Haiti isn’t exactly the place I’d recommend for a book club trip, but it’s certainly a place about which book clubs are interested in reading. My friend Patty, a fellow book clubber, is off to Haiti on a service trip to assist in a Haitian orphanage next month. She’s among hundreds of Americans who travel to Haiti to work in a multitude of ways to improve conditions there. Of course, literature is one way to understand the complex history, politics and culture of Haiti for those who go there and for those who simply wish to understand more about the seemingly unending problems of this country that is only 600 miles from the coast of Florida.

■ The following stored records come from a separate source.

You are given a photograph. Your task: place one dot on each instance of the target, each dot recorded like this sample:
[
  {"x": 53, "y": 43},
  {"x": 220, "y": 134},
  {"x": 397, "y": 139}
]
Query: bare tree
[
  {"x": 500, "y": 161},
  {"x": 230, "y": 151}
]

I, too, was in Haiti (thankfully before the earthquake) and found Edwidge Danticat’s After the Dance: A Walk Through Carnival in Jacmel, Haiti books fascinating to read while I was visiting there, particularly around Jacmel. Also check out Danticat’s beautiful writing about the Haitian experience in Breath, Eyes, Memory and Krik? Krak!

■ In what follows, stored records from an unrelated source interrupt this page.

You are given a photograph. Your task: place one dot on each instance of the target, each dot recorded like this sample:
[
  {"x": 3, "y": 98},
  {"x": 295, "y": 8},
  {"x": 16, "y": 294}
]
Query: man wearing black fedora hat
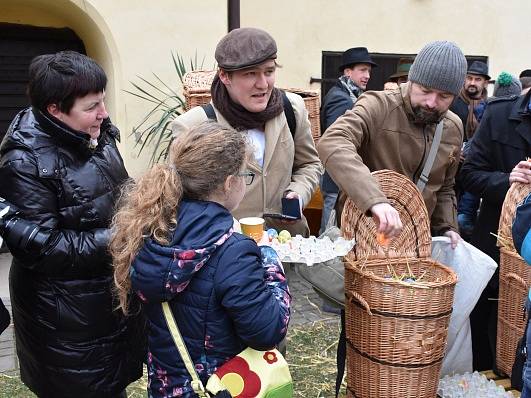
[
  {"x": 356, "y": 66},
  {"x": 472, "y": 96}
]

In addition, our book club read All Souls Rising by Madison Smartt Bell, which is a somewhat horrific, but excellent novel of the Haitian slave rebellion and was a National Book Award finalist. It’s part of Bell’s trilogy of novels about the Haitian revolution of 1791–1803, that includes All Soul’s Rising, Master of the Crossroads and The Stone That the Builder Refused. Bell also wrote a biography of the central figure of the rebellion, François Dominique Toussaint Louverture.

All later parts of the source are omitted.